Medicare Part D Expert Witness

A Medicare Part D Expert Witness should understand the differences between how Medicare Part A, Medicare Part B, Medicare Part C, and Medicare Part C are administered.

Finding a Medicare Part D expert witness requires specific criteria. Specialized Knowledge of a Medicare Part D expert witness entails several components. 

Overview of Medicare Part D, Medicare Part C

  1. Medicare Part D  a type of insurance offered by the Federal government that provides prescription drug insurance to eligible Medicare beneficiaries. Part D is only provided through private insurance companies that have contracts with the government. If an eligible Medicare insured has traditional Medicare and wants Part D coverage, the beneficiary must purchase it separately.
  2. Medicare Part C is a different method of acquiring Medicare Part A and Medicare Part B coverage. Part C is administered by private health insurance companies. The private health plans are known as Medicare Advantage (“M.A.”) plans. A Medicare Part D expert witness should understand how M.A. plans function.
  3. M.A. plans always combine Medicare Part A and Medicare Part B. They may also integrate Medicare Part D into one plan with Medicare Part A and Medicare Part B. 

Even though private insurance companies administer Medicare Part C and Medicare Part D plans, they are regulated by the Federal Government. These entities have a duty to ensure the accuracy of the information they collect from Medicare Part C and Medicare Part D medical providers (such as patient documentation, diagnosis information, and medicare procedures billed ) to ensure the accuracy of subsequent distribution of Federal funds to those providers or insured beneficiaries.   

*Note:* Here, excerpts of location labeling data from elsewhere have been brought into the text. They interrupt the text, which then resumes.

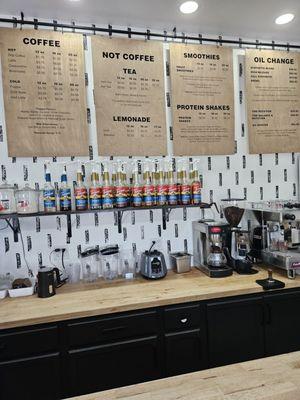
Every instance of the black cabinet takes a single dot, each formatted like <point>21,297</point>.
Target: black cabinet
<point>113,365</point>
<point>185,339</point>
<point>282,323</point>
<point>235,330</point>
<point>33,378</point>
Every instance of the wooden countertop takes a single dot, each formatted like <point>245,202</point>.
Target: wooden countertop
<point>273,378</point>
<point>99,298</point>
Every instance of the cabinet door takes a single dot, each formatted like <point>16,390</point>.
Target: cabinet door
<point>32,378</point>
<point>185,352</point>
<point>113,365</point>
<point>282,323</point>
<point>235,331</point>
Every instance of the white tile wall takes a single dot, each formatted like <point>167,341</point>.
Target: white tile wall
<point>238,175</point>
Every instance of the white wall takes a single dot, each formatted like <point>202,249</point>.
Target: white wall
<point>255,177</point>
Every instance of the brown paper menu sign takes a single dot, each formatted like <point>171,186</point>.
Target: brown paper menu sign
<point>273,101</point>
<point>129,96</point>
<point>44,93</point>
<point>202,99</point>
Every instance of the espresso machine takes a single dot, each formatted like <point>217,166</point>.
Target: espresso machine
<point>209,239</point>
<point>240,249</point>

A Medicare Part D expert witness should understand that 42 CFR §422.562(a)(4) and 423.562(a)(5) requires that all M.A. and Part D plans have a medical director on staff who ensures the clinical accuracy of all coverage decisions made by the plan that involves determinations of medical necessity. (See 10.4.2 – Role of the Medical Director at https://www.cms.gov/Medicare/Appeals-and-Grievances/MMCAG/Downloads/Parts-C-and-D-Enrollee-Grievances-Organization-Coverage-Determinations-and-Appeals-Guidance.pdf )

A Medicare Expert Witness should understand the appeals, grievances, and reconsideration processes.  Below is a summary of common terminology:

Medicare Reconsideration, Medicare Redetermination, Medicare Appeal for Medicare Expert Witness
Medicare Part D and Medicare Part C reconsideration, redetermination, and appeals

History of Medicare and Medicare Part D

Medicare Part D expert witnesses should have a historical context.

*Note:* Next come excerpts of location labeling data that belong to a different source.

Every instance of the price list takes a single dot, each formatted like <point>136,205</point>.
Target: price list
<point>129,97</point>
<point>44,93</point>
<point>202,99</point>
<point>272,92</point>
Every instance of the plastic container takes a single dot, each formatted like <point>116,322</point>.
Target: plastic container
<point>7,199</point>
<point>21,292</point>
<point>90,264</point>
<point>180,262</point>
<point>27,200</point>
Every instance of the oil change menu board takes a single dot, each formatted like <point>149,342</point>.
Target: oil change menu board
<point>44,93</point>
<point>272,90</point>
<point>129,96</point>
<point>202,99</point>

Before 2006, Medicare paid for some drugs administered during hospital admission (under Medicare Part A), or a doctor’s office (under Medicare Part B). Generally, Medicare covers 100% of inpatient hospital stays (Part A), and 80% of the allowed amount for Part B, associated with non-hospital or outpatient care.

Until January 1, 2006, Medicare did not cover prescription drugs. Congress legislated Medicare Prescription Drug, Improvement, and Modernization Act of 2003, also known as “MMA.” The implementation of MMA gave rise to the Medicare Part D program, sometimes also called “Medicare Rx.”

Generally. Medicare Part D Covers those Drugs as Defined in Title XVIII of the Social Security Act

Medicare Part D drugs are defined in Title XVIII of the Social Security Act (the Act). They are also defined in 42 CFR §423.100. Medicare Part D sponsors are responsible for making appropriate and accurate coverage determinations. They must also ensure that covered Medicare Part D drugs meet the requirements (see below).  

Medicare Part D expert witnesses need to comprehend various definitions for covered Medicare Part D drugs.

“Subject to the exclusions …” “A Part D drug means the following if used for a medically accepted indication as defined by section 1927(k)(6) of the Act: 

  • A drug that may be dispensed only upon a prescription that is described in sections 1927(k)(2)(A)(i) through (iii) of the Act; 
  • A biological product described in sections 1927(k)(2)(B)(i) through (iii) of the Act; 
  • Insulin described in section 1927(k)(2)(C) of the Act; 
  • Medical supplies associated with the delivery of insulin; 
  • A vaccine licensed under section 351 of the Public Health Service Act and its administration. “

See the Medicare Part D Benefits Manual at https://www.cms.gov/Medicare/Prescription-Drug-Coverage/PrescriptionDrugCovContra/Downloads/Part-D-Benefits-Manual-Chapter-6.pdf 

This Standard is based on Revision 18, issued, effective, and implementation required on January 15, 2016. 

Appeals Process Medicare Part D Medicare Part C

How Medicare Part C and Part D are Administered

The Centers for Medicare and Medicaid (CMS) directly administer Medicare Parts A and B. Medicare Part C, and Part D administration is accomplished by CMS contracts with private companies. Generally, these companies are insurance businesses that are authorized to sell Part C and Part D insurance coverage. The companies are regulated and subsidized by Medicare, and Part C and Part D plans have a fiduciary duty to maintain the accuracy of the information they collect to ensure accurate disbursement of Federal funds to Medicare insureds. Generally, contracts with private insurance companies are one-year, annually renewable agreements. 

How one Becomes a Medicare Part C or Part D Covered Beneficiary

To obtain Medicare Part D coverage, beneficiaries must purchase a Part C policy that includes Part D, or directly enrol in a Part D policy. 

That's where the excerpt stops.